Keine Angst: “Virales Marketing” hat nichts mit Computerviren oder ähnlichen Dingen zu tun. Der Begriff besagt lediglich, dass sich die entsprechenden Inhalte ähnlich verhalten, wie Infektionen durch Viren. Einmal im Umlauf verbreiten sich virale Inhalte von alleine: Sie werden geteilt, von User zu User weitergegeben und vervielfältigt. Du musst es also schaffen, dass die Internetgemeinde über Beiträge auf deiner Seite spricht.

Häufig verhalten sich Inhalte eher zufällig viral: Besonders lustige Videos aus YouTube sind hierfür ein gutes Beispiel. Sie werden immer weiter geteilt und bald kennt jeder viral marketingzweite User das Video. Aber virales Marketing kann auch geplant werden. Wichtig ist ein Inhalt, der die User dazu anregt, den Beitrag mit anderen zu teilen. Wenn viele Menschen deinen Beitrag verlinken, steigt er dadurch übrigens ganz automatisch im Ranking bei Google und wird so noch leichter gefunden. War der Beitrag Teil eines Blogs oder einer größeren Seite, steigt auch der Blog oder die Seite selber bei Google auf. Wenn also erst einmal eine gewisse Schwellte überschritten ist, verbreitet sich der Beitrag in atemberaubender Zeit, ohne dass du noch etwas dafür tun musst.

Wie aber schaffst du es, dass diese Schwelle überschritten wird? Zunächst einmal brauchst du Inhalte, die von den Usern häufig geteilt werden. Hier haben sich zum einen lustige Beiträge bewährt, aber auch kontrovers diskutierte Themen eigenen sich gut. Hier kann man die Diskussion auf den Social-Media-Plattformen auch zunächst einmal selber in Gang bringen.
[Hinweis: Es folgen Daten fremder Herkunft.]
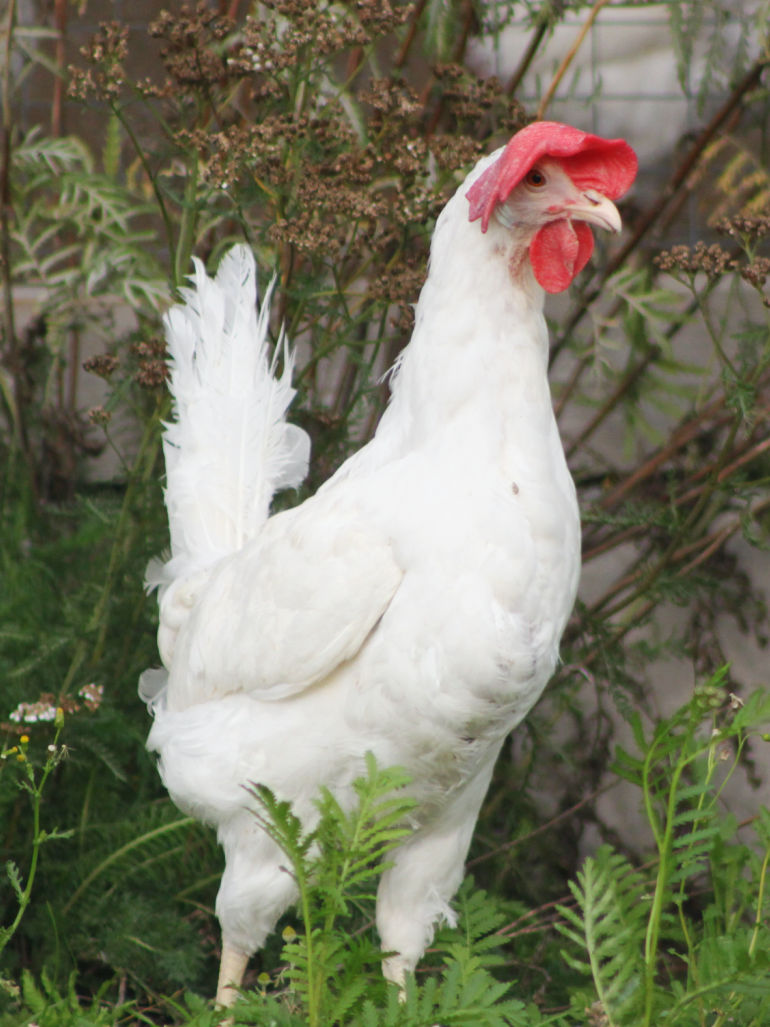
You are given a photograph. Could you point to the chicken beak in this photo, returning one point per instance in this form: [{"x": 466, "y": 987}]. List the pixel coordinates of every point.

Wichtig sind Inhalte, die nicht nur gelesen bzw. angeschaut werden, sondern den User zum Interagieren anhalten. Immer beliebter werden zum Beispiel Gewinnspiele bei Facebook, bei denen die User den Beitrag liken und teilen müssen. So sehen sämtliche Freunde des teilnehmenden Users den Beitrag und werden ebenfalls zum Teilen motiviert. Diese Methode ist gut geeignet, um eine noch unbekannte neue Seite populärer zu machen und wird bereits häufig angewendet. Vorsicht jedoch bei den AGBs von Facebook: Solche Gewinnspiele sind eine Grauzone an der Grenze des von Facebook Erlaubten. Bisher hatten aber äußerst wenige Anbieter solcher Aktionen Probleme damit, in der Regel lässt Facebook euch gewähren.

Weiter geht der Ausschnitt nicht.